Anonymous wrote:Anonymous wrote:Anonymous wrote:Let me add, I write the above sadly. The call this week left me very discouraged.
I want to be excited about the new school. I want it to be a success. I want my now-Hardy DC to attend with enthusiasm.
I want DCPS to tell us all something that will assure us that the school will get off to an smashing start and that will give the first couple of years of students good reasons to choose it.
But that was not what the DCPS liaisons accomplished in the call.
One more detail of the f’ed-up planning: You know why the first two years of students were given the option of choosing JR? For “historical consistency” because that is what happened in the last boundary review. No better reason than that.
So, unless DCPS alters the balance of pros and cons, current Hardy 7th and 8th graders will choose JR, and Macarthur will start filled with all OOB students from far afield. Which will do nothing to ease crowding at JR.
There's nothing they can say to guarantee this! It's going to be full of on-grade-level students and programmed accordingly and will be very good for students who attend. I agree that there should be no choice option though, unless maybe a sibling is a JR.
Yes, there is! They can guarantee that continuity of courses is offered, even if it means unusually small classes! So if a post-Hardy kid wants to take AP Italian or Algebra II or whatever, even if only a few students at the partially-filled school are ready for it, they should commit to making that available.
High school is more complicated than ES or MS. If the kids showing up early on only have a very limited number of course options, virtually no sports, and no clubs, no reputation with colleges, then they are foregoing a lot of a standard high school experience.
Anonymous wrote:Anonymous wrote:Let me add, I write the above sadly. The call this week left me very discouraged.
I want to be excited about the new school. I want it to be a success. I want my now-Hardy DC to attend with enthusiasm.
I want DCPS to tell us all something that will assure us that the school will get off to an smashing start and that will give the first couple of years of students good reasons to choose it.
But that was not what the DCPS liaisons accomplished in the call.
One more detail of the f’ed-up planning: You know why the first two years of students were given the option of choosing JR? For “historical consistency” because that is what happened in the last boundary review. No better reason than that.
So, unless DCPS alters the balance of pros and cons, current Hardy 7th and 8th graders will choose JR, and Macarthur will start filled with all OOB students from far afield. Which will do nothing to ease crowding at JR.
There's nothing they can say to guarantee this! It's going to be full of on-grade-level students and programmed accordingly and will be very good for students who attend. I agree that there should be no choice option though, unless maybe a sibling is a JR.
Anonymous wrote:Anonymous wrote:I wish they would also give non-Hardy kids with rights to J-R priority for MacArthur. The PP is obviously upset and disappointed, but from her report it sounds like MacArthur will offer everything my current middle school student wants or needs. And when it opens, MacArthur will be an order of magnitude smaller than J-R. You want a “good reason to choose” MacArthur? That’s my reason.
+1 I would love to have the option of a new, non-crowded version of JR
Anonymous wrote:Let me add, I write the above sadly. The call this week left me very discouraged.
I want to be excited about the new school. I want it to be a success. I want my now-Hardy DC to attend with enthusiasm.
I want DCPS to tell us all something that will assure us that the school will get off to an smashing start and that will give the first couple of years of students good reasons to choose it.
But that was not what the DCPS liaisons accomplished in the call.
One more detail of the f’ed-up planning: You know why the first two years of students were given the option of choosing JR? For “historical consistency” because that is what happened in the last boundary review. No better reason than that.

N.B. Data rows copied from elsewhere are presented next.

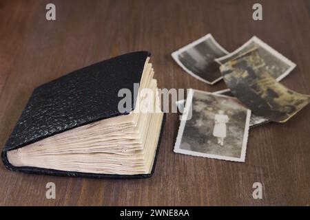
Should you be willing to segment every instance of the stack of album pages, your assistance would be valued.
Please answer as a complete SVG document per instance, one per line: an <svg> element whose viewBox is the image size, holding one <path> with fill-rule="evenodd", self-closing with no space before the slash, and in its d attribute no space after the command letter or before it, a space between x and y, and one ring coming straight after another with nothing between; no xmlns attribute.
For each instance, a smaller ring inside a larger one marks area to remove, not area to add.
<svg viewBox="0 0 310 220"><path fill-rule="evenodd" d="M149 56L124 54L36 88L3 150L6 166L54 175L150 177L163 113Z"/></svg>
<svg viewBox="0 0 310 220"><path fill-rule="evenodd" d="M224 79L228 87L191 89L177 102L183 116L176 153L244 162L249 128L285 122L310 102L279 82L296 64L256 36L229 53L209 34L172 55L197 79L211 85Z"/></svg>

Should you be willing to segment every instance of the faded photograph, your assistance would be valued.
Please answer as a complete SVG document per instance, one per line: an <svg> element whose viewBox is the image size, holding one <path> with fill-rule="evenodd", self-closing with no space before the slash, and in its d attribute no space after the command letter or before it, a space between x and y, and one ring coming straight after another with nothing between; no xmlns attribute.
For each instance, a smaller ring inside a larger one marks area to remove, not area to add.
<svg viewBox="0 0 310 220"><path fill-rule="evenodd" d="M222 78L220 65L215 58L227 54L212 37L205 37L180 49L172 54L172 57L187 73L198 79L214 84Z"/></svg>
<svg viewBox="0 0 310 220"><path fill-rule="evenodd" d="M230 91L230 90L228 89L224 89L224 90L220 90L220 91L217 91L214 92L214 94L222 94L224 96L231 96L231 97L234 97L234 95L231 94L231 92ZM261 116L256 116L254 113L251 113L251 118L250 118L250 122L249 122L249 126L250 129L251 128L254 128L256 127L258 125L262 125L262 124L265 124L266 123L268 123L269 121Z"/></svg>
<svg viewBox="0 0 310 220"><path fill-rule="evenodd" d="M189 98L192 116L181 122L174 152L244 162L250 111L225 96L193 90Z"/></svg>
<svg viewBox="0 0 310 220"><path fill-rule="evenodd" d="M258 116L285 122L309 104L310 96L287 89L267 70L258 50L220 66L234 96Z"/></svg>
<svg viewBox="0 0 310 220"><path fill-rule="evenodd" d="M252 37L235 52L223 57L216 58L216 60L220 64L224 64L254 48L258 50L260 57L265 62L265 65L262 68L265 71L268 71L270 76L278 81L280 81L289 74L296 66L292 61L283 56L256 36Z"/></svg>

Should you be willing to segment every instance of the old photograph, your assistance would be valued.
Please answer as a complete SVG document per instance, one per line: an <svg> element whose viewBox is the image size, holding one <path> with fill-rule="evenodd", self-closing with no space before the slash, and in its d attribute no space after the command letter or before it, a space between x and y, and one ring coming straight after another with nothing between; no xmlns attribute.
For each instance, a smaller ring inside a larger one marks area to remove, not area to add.
<svg viewBox="0 0 310 220"><path fill-rule="evenodd" d="M212 35L208 34L173 52L172 56L190 75L204 82L214 84L223 78L220 65L214 59L227 54Z"/></svg>
<svg viewBox="0 0 310 220"><path fill-rule="evenodd" d="M224 64L252 48L258 50L265 63L264 68L277 81L287 76L296 66L294 63L255 36L232 53L216 58L216 61L220 64Z"/></svg>
<svg viewBox="0 0 310 220"><path fill-rule="evenodd" d="M265 68L259 50L220 66L224 80L234 96L255 115L285 122L310 102L310 96L287 89Z"/></svg>
<svg viewBox="0 0 310 220"><path fill-rule="evenodd" d="M231 94L229 89L216 91L214 91L213 94L222 94L224 96L234 97L234 95ZM180 104L181 103L178 102L178 105L180 105ZM269 122L269 121L267 119L265 118L264 117L258 116L256 116L254 113L251 113L249 126L250 126L250 129L251 129L251 128L258 126L258 125L265 124L266 123L268 123Z"/></svg>
<svg viewBox="0 0 310 220"><path fill-rule="evenodd" d="M213 92L214 94L222 94L224 96L234 97L234 95L230 91L229 89L219 90ZM180 113L183 112L184 106L185 105L185 100L180 100L176 102L176 107L178 109L178 111ZM249 128L256 127L259 125L262 125L266 123L268 123L269 121L261 116L258 116L254 114L253 113L251 114L250 122L249 122Z"/></svg>
<svg viewBox="0 0 310 220"><path fill-rule="evenodd" d="M174 151L245 162L250 116L236 98L191 89Z"/></svg>

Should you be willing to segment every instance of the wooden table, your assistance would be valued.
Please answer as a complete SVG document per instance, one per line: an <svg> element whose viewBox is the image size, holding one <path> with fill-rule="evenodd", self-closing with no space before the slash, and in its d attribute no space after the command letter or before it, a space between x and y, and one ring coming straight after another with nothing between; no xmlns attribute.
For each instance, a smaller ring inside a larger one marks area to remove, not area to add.
<svg viewBox="0 0 310 220"><path fill-rule="evenodd" d="M211 33L233 51L258 36L297 64L282 82L310 94L310 1L1 1L0 145L32 89L67 72L123 53L149 50L161 88L214 91L186 74L170 54ZM45 19L45 6L56 21ZM245 163L173 153L179 121L167 115L154 175L147 179L88 179L27 175L0 166L0 205L215 206L310 204L310 107L288 122L250 131ZM254 182L262 199L252 197ZM45 185L56 184L56 199Z"/></svg>

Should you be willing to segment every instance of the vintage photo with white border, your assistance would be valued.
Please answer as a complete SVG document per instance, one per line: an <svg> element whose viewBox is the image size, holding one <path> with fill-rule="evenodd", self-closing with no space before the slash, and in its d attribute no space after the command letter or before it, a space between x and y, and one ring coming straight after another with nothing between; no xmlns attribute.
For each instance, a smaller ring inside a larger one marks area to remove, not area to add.
<svg viewBox="0 0 310 220"><path fill-rule="evenodd" d="M230 91L229 89L225 89L223 90L216 91L213 92L214 94L222 94L224 96L231 96L234 97L233 94ZM184 106L185 105L185 100L180 100L176 102L176 107L178 109L178 111L180 113L183 112ZM266 123L269 122L269 121L261 116L258 116L254 115L253 113L251 113L251 118L249 122L249 128L256 127L259 125L262 125Z"/></svg>
<svg viewBox="0 0 310 220"><path fill-rule="evenodd" d="M190 89L174 152L245 162L250 117L236 98Z"/></svg>
<svg viewBox="0 0 310 220"><path fill-rule="evenodd" d="M229 89L216 91L214 91L213 94L222 94L222 95L225 95L225 96L234 97L234 95L231 94ZM178 106L178 105L177 105L177 106ZM250 129L253 128L253 127L256 127L258 125L265 124L268 122L269 122L268 119L265 118L261 116L256 116L253 113L253 112L251 113L250 124L249 124Z"/></svg>
<svg viewBox="0 0 310 220"><path fill-rule="evenodd" d="M223 57L217 58L215 60L220 65L223 65L254 47L258 48L260 56L266 63L265 68L277 81L281 80L296 67L294 63L256 36L234 52Z"/></svg>
<svg viewBox="0 0 310 220"><path fill-rule="evenodd" d="M223 78L220 65L215 58L229 52L215 41L211 34L195 41L172 54L172 58L186 72L207 84Z"/></svg>

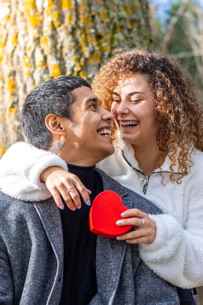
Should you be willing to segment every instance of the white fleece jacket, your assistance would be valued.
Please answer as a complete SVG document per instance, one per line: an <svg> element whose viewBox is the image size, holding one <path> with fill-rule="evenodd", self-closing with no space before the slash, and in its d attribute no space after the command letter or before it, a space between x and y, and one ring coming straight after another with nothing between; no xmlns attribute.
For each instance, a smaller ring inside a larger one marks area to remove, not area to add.
<svg viewBox="0 0 203 305"><path fill-rule="evenodd" d="M149 177L144 194L142 175L131 145L121 139L114 143L115 152L98 164L122 185L152 201L165 213L150 215L157 227L156 236L150 244L139 245L145 263L161 277L183 288L203 285L203 152L196 151L191 172L181 184L172 183L165 173L164 183L155 171ZM131 166L124 159L123 154ZM26 201L39 201L51 196L39 174L46 167L58 166L67 170L65 162L50 152L27 143L14 144L0 162L1 191ZM169 171L166 158L162 170ZM140 181L141 180L141 181Z"/></svg>

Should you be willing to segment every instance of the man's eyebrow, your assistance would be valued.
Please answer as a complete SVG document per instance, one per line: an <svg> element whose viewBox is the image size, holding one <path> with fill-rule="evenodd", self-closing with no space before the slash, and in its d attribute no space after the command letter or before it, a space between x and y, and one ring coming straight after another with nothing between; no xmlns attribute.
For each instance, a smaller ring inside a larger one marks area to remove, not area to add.
<svg viewBox="0 0 203 305"><path fill-rule="evenodd" d="M133 95L133 94L137 94L138 93L141 93L141 94L144 94L145 95L146 95L145 93L144 93L144 92L141 92L140 91L132 91L132 92L130 92L129 93L129 95Z"/></svg>
<svg viewBox="0 0 203 305"><path fill-rule="evenodd" d="M145 94L145 93L144 93L144 92L141 92L140 91L132 91L132 92L130 92L129 93L129 95L133 95L133 94L137 94L138 93L141 93L142 94L144 94L145 95L146 95ZM117 92L113 92L113 94L114 94L115 95L118 95L118 96L120 96L118 94L118 93L117 93Z"/></svg>
<svg viewBox="0 0 203 305"><path fill-rule="evenodd" d="M86 100L85 101L85 104L88 104L88 103L90 103L91 102L94 102L97 103L99 101L99 99L97 98L96 97L90 97L90 98L88 98L87 99L86 99Z"/></svg>

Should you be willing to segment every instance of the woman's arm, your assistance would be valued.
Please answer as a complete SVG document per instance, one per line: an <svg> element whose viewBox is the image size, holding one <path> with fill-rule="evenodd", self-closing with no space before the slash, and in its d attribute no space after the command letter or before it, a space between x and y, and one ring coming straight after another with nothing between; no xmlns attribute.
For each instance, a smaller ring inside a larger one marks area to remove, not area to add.
<svg viewBox="0 0 203 305"><path fill-rule="evenodd" d="M77 207L80 205L79 193L87 202L91 192L77 177L67 171L66 162L56 155L28 143L18 142L11 146L0 160L0 189L11 197L25 201L44 200L52 195L59 207L63 206L60 196L62 195L73 209L74 206ZM55 174L52 179L54 172ZM58 182L58 175L61 180ZM53 184L55 180L57 190ZM47 187L41 181L46 182ZM74 199L70 198L67 191L73 185L75 186Z"/></svg>
<svg viewBox="0 0 203 305"><path fill-rule="evenodd" d="M156 224L156 237L151 244L140 244L139 250L146 265L161 277L178 286L192 288L203 285L203 181L199 186L187 185L186 191L185 227L171 215L150 215Z"/></svg>

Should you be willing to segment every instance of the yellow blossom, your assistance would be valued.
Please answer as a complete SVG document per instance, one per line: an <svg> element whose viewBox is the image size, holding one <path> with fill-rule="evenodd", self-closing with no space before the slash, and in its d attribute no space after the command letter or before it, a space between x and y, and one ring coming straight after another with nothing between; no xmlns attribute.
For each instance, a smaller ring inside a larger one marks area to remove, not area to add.
<svg viewBox="0 0 203 305"><path fill-rule="evenodd" d="M41 44L46 44L48 42L47 37L46 36L42 36L40 39Z"/></svg>
<svg viewBox="0 0 203 305"><path fill-rule="evenodd" d="M16 91L16 80L12 76L8 78L7 87L8 91L11 93L14 93Z"/></svg>
<svg viewBox="0 0 203 305"><path fill-rule="evenodd" d="M18 43L18 37L14 37L11 40L11 44L12 45L16 45Z"/></svg>
<svg viewBox="0 0 203 305"><path fill-rule="evenodd" d="M72 10L74 8L72 5L71 0L62 0L61 8L62 10Z"/></svg>
<svg viewBox="0 0 203 305"><path fill-rule="evenodd" d="M52 66L53 70L50 74L50 77L57 77L61 75L61 72L60 67L57 63L55 63Z"/></svg>
<svg viewBox="0 0 203 305"><path fill-rule="evenodd" d="M1 146L1 155L3 155L3 154L4 154L6 152L6 148L5 148L5 146L3 144L2 144Z"/></svg>

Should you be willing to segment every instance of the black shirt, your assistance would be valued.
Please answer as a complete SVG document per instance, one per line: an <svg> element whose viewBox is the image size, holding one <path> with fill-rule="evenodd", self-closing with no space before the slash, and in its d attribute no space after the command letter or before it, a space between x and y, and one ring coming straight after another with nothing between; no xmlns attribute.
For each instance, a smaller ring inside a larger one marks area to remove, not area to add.
<svg viewBox="0 0 203 305"><path fill-rule="evenodd" d="M68 165L69 171L75 174L90 190L91 203L103 191L102 180L95 166L86 167ZM86 305L97 292L95 270L96 235L90 230L90 207L82 198L81 209L72 211L64 202L60 212L64 240L63 283L60 305Z"/></svg>

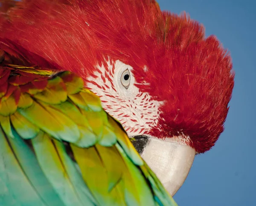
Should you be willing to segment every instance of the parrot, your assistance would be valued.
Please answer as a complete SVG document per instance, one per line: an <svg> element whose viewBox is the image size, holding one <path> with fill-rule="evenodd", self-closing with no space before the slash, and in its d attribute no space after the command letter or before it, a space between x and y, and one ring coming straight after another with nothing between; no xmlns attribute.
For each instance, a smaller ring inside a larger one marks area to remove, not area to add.
<svg viewBox="0 0 256 206"><path fill-rule="evenodd" d="M196 154L224 131L234 86L230 52L202 24L154 0L14 1L0 16L5 65L81 77L173 196Z"/></svg>

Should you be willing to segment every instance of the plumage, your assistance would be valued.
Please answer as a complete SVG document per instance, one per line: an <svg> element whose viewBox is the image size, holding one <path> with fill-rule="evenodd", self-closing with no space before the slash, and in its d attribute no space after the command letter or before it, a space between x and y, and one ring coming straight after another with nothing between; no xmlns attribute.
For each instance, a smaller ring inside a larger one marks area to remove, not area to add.
<svg viewBox="0 0 256 206"><path fill-rule="evenodd" d="M174 195L195 154L210 149L224 130L234 74L230 54L217 38L205 37L204 26L186 14L161 11L154 0L4 1L0 63L8 69L0 73L0 114L5 132L13 136L12 126L24 132L25 118L33 125L28 136L21 135L28 141L39 130L73 149L118 144L128 160L142 166L103 108L134 137L135 145L143 145L142 157ZM15 112L23 117L20 121ZM138 140L145 136L148 141ZM116 180L111 177L110 188Z"/></svg>
<svg viewBox="0 0 256 206"><path fill-rule="evenodd" d="M0 205L176 205L81 78L0 69L9 71L0 104ZM38 89L26 74L47 84ZM81 104L69 97L76 94Z"/></svg>

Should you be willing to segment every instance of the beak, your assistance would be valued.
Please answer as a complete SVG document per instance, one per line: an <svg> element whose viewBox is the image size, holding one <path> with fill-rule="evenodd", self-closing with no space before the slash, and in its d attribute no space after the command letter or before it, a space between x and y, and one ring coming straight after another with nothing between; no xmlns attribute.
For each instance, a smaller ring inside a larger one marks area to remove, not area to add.
<svg viewBox="0 0 256 206"><path fill-rule="evenodd" d="M174 139L166 141L141 135L133 139L132 143L140 154L173 196L189 174L195 150Z"/></svg>

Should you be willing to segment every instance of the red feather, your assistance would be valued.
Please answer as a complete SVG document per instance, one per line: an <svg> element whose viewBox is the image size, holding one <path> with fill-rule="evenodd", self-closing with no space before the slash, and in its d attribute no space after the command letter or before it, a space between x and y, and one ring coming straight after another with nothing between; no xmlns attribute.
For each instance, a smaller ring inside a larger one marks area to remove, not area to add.
<svg viewBox="0 0 256 206"><path fill-rule="evenodd" d="M204 37L202 25L161 11L154 0L23 1L1 23L0 48L11 57L85 81L104 58L120 60L133 67L142 91L164 101L151 135L189 135L198 152L214 145L234 74L229 54L215 37Z"/></svg>

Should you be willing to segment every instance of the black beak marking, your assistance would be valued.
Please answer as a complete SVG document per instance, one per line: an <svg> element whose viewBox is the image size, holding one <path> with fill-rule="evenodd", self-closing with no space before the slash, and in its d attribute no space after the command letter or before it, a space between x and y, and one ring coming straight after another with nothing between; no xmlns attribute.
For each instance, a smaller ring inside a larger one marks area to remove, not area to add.
<svg viewBox="0 0 256 206"><path fill-rule="evenodd" d="M131 141L137 152L140 155L141 155L149 143L149 137L143 135L134 136L132 137Z"/></svg>

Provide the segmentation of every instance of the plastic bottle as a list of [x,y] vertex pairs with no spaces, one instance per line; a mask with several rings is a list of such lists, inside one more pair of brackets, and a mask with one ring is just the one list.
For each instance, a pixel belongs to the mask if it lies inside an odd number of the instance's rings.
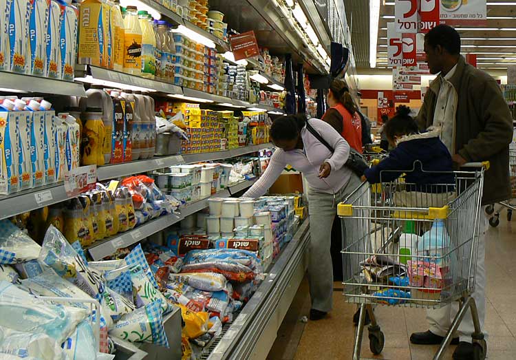
[[133,92],[136,100],[136,111],[140,116],[138,134],[136,135],[140,140],[140,158],[147,159],[149,151],[149,118],[146,112],[145,98],[141,92]]
[[[99,85],[93,85],[86,92],[87,98],[83,98],[80,107],[83,112],[86,107],[100,107],[103,112],[102,121],[104,131],[108,136],[103,139],[102,153],[104,156],[104,164],[109,164],[111,160],[111,134],[113,131],[113,100],[111,96]],[[83,100],[84,99],[84,100]]]
[[155,76],[156,80],[163,80],[163,75],[161,73],[161,59],[162,57],[163,45],[161,43],[161,38],[158,35],[158,20],[154,20],[153,29],[156,36],[156,48],[154,52],[154,56],[156,59],[156,72]]
[[156,59],[154,54],[156,38],[149,22],[147,11],[138,11],[140,27],[142,29],[142,76],[154,78],[156,72]]
[[87,107],[85,114],[86,122],[83,134],[83,165],[103,165],[103,144],[105,141],[106,132],[102,120],[103,112],[100,107]]
[[127,6],[124,18],[124,72],[142,74],[142,28],[136,6]]
[[[135,98],[134,94],[131,91],[128,90],[120,94],[120,97],[124,99],[124,141],[125,142],[125,147],[127,147],[127,140],[129,136],[129,140],[131,144],[131,160],[138,160],[141,158],[141,141],[140,139],[140,132],[141,126],[141,118],[140,116],[140,105],[138,99]],[[127,127],[128,126],[127,123],[127,112],[131,111],[127,108],[127,105],[129,104],[132,107],[132,122],[131,123],[130,131],[127,132]],[[124,151],[125,155],[127,156],[127,151]]]
[[122,12],[120,8],[120,0],[114,0],[113,7],[111,8],[112,14],[114,28],[111,30],[111,36],[113,40],[113,58],[114,70],[121,72],[124,70],[124,38],[125,36],[125,30],[124,28],[124,19],[122,17]]
[[[161,43],[161,77],[165,81],[171,80],[171,67],[172,63],[172,52],[170,48],[170,39],[169,38],[169,25],[166,21],[160,20],[158,21],[158,37]],[[173,79],[172,79],[173,80]]]

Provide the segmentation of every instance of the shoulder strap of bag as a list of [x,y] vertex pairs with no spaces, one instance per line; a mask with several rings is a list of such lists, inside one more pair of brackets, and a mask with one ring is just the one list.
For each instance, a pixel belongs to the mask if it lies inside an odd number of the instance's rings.
[[324,146],[327,147],[328,150],[330,150],[332,153],[335,152],[335,149],[332,147],[332,145],[330,145],[327,141],[325,140],[324,138],[323,138],[319,133],[317,132],[317,130],[314,129],[312,125],[310,123],[310,120],[306,120],[306,129],[310,131],[310,133],[313,135],[315,138],[316,138],[321,143],[322,143]]

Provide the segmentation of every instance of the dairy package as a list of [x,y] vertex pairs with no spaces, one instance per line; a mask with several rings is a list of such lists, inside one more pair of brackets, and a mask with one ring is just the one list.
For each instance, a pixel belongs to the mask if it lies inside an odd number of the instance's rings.
[[75,6],[58,3],[61,12],[61,25],[59,36],[61,56],[61,78],[74,81],[74,67],[77,45],[77,19],[79,11]]
[[25,101],[14,100],[18,127],[18,175],[19,189],[25,190],[32,187],[32,165],[30,153],[30,128],[32,117],[30,111],[26,110]]
[[61,182],[65,180],[65,172],[67,168],[66,162],[66,125],[63,123],[63,119],[59,116],[54,116],[55,128],[54,128],[54,142],[55,147],[55,167],[56,167],[56,181]]
[[61,78],[61,52],[59,44],[61,31],[61,10],[59,4],[57,1],[51,1],[46,41],[46,76],[51,78]]
[[0,0],[0,71],[10,71],[11,50],[9,48],[9,14],[12,0]]
[[[100,0],[86,0],[79,14],[78,63],[108,68],[109,6]],[[111,44],[109,39],[109,43]]]
[[65,134],[65,149],[66,151],[67,170],[70,171],[79,167],[80,134],[79,125],[69,113],[61,113],[58,115],[66,127]]
[[32,11],[29,19],[29,45],[30,61],[28,73],[39,76],[46,75],[47,32],[50,0],[31,0]]
[[7,0],[10,3],[8,32],[10,49],[10,70],[26,74],[30,59],[29,18],[30,0]]
[[27,109],[30,112],[30,163],[32,171],[32,187],[46,184],[47,175],[45,159],[45,112],[34,99],[22,99],[28,101]]
[[18,127],[14,103],[0,99],[0,194],[7,195],[18,191]]

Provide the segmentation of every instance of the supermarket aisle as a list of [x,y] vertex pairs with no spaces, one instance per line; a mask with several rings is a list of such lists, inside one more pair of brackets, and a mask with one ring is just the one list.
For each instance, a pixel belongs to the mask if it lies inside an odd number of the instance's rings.
[[[505,213],[501,218],[505,218]],[[516,221],[502,219],[500,225],[488,233],[486,266],[487,310],[486,330],[488,332],[489,360],[516,359]],[[342,288],[335,283],[335,288]],[[347,360],[352,358],[355,328],[352,315],[355,306],[343,301],[340,291],[334,293],[334,309],[320,321],[300,321],[308,314],[310,299],[306,284],[301,285],[289,313],[279,329],[268,360]],[[437,346],[413,346],[410,334],[426,330],[424,310],[416,308],[378,306],[377,319],[385,334],[385,348],[374,357],[369,341],[363,341],[361,356],[394,360],[429,360]],[[367,331],[365,332],[367,337]],[[367,337],[366,337],[367,339]],[[448,350],[451,359],[453,348]]]

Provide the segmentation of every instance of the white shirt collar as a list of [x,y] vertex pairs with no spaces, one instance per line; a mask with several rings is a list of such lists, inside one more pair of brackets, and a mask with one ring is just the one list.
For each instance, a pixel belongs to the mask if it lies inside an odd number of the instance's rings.
[[453,76],[455,74],[455,71],[457,70],[457,64],[455,64],[455,66],[450,70],[450,71],[448,72],[448,73],[444,75],[444,76],[441,75],[441,77],[443,78],[444,80],[446,80],[447,81],[449,81],[451,78],[451,76]]

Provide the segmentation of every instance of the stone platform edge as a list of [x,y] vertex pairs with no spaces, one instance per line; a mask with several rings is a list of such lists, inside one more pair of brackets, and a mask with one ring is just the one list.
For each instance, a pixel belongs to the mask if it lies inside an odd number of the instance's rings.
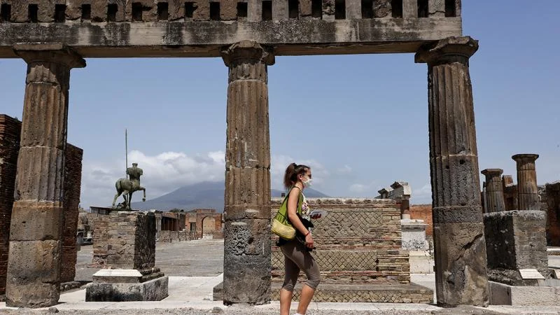
[[[279,300],[281,284],[271,285],[271,300]],[[302,285],[294,290],[293,300],[298,301]],[[223,282],[214,288],[213,300],[223,300]],[[380,302],[416,303],[433,302],[433,290],[416,284],[320,284],[313,297],[316,302]]]

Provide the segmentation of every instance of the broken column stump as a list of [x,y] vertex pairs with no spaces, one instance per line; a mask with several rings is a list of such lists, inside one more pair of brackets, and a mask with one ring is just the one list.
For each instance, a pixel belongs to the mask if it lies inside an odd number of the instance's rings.
[[155,216],[116,211],[104,216],[106,239],[102,269],[85,290],[86,302],[160,301],[167,297],[169,280],[155,265]]

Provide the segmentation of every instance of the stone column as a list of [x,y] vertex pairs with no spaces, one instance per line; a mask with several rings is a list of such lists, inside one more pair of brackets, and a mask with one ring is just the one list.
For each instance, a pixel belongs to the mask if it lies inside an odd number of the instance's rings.
[[516,154],[517,163],[517,209],[540,210],[535,161],[538,154]]
[[468,59],[470,37],[421,48],[428,64],[430,171],[438,304],[487,305],[482,211]]
[[59,298],[70,69],[85,61],[62,44],[18,45],[15,52],[27,77],[6,305],[43,307]]
[[225,148],[224,303],[270,300],[272,52],[244,41],[222,51],[229,69]]
[[486,212],[499,212],[505,211],[503,201],[503,187],[502,186],[502,173],[500,169],[486,169],[480,173],[486,176]]

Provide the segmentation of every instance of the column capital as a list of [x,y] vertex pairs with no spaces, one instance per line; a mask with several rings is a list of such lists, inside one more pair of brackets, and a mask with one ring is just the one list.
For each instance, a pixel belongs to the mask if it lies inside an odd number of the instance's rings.
[[15,44],[14,52],[27,64],[34,62],[54,62],[69,68],[83,68],[85,60],[72,48],[62,43]]
[[482,175],[489,177],[489,176],[499,176],[503,173],[503,169],[483,169],[480,174]]
[[273,49],[262,47],[253,41],[241,41],[230,46],[224,47],[220,52],[224,64],[231,66],[234,63],[262,62],[267,66],[274,64]]
[[470,36],[447,37],[421,47],[414,55],[414,62],[429,66],[453,62],[468,64],[477,50],[478,41]]
[[531,163],[538,158],[538,154],[521,153],[512,155],[512,159],[517,163]]

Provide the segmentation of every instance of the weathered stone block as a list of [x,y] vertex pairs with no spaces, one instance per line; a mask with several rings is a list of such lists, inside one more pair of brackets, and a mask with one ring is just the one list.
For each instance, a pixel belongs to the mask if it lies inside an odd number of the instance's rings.
[[484,234],[490,279],[513,286],[531,285],[521,269],[537,269],[550,278],[546,248],[546,215],[541,211],[484,214]]
[[270,255],[270,220],[226,220],[224,252],[233,255]]
[[63,225],[63,208],[59,202],[14,202],[11,241],[59,240]]
[[58,302],[60,241],[10,242],[6,305],[45,307]]
[[224,302],[262,304],[270,301],[270,256],[239,256],[225,251],[223,265]]
[[434,223],[433,234],[438,303],[487,305],[482,223]]
[[140,284],[94,282],[85,289],[85,302],[161,301],[168,287],[167,276]]
[[93,262],[125,269],[155,263],[155,216],[152,213],[112,212],[96,220]]
[[210,1],[200,0],[195,2],[195,11],[192,13],[192,20],[207,21],[210,20]]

So, unless DCPS alters the balance of pros and cons, current Hardy 7th and 8th graders will choose JR, and Macarthur will start filled with all OOB students from far afield. Which will do nothing to ease crowding at JR.
Anonymous wrote:I wish they would also give non-Hardy kids with rights to J-R priority for MacArthur. The PP is obviously upset and disappointed, but from her report it sounds like MacArthur will offer everything my current middle school student wants or needs. And when it opens, MacArthur will be an order of magnitude smaller than J-R. You want a “good reason to choose” MacArthur? That’s my reason.
Anonymous wrote:^^ I meant 40 kids in each class, not 40.
Anonymous wrote:I missed the last meeting a few days ago but quickly glanced through the slides. Quite a few were about IB programs. Is that what’s being considered for the school? I didn’t see other options mentioned.
Anonymous wrote:Anonymous wrote:Sigh. It’s called Jackson-Reed, not Wilson.
It's been renamed JR, its still called Wilson
Anonymous wrote:Anonymous wrote:Sigh. It’s called Jackson-Reed, not Wilson.
Relax man! Are you always this uptight?
Name changes are hard.
Anonymous wrote:please go to the new school Us JR parents need the space.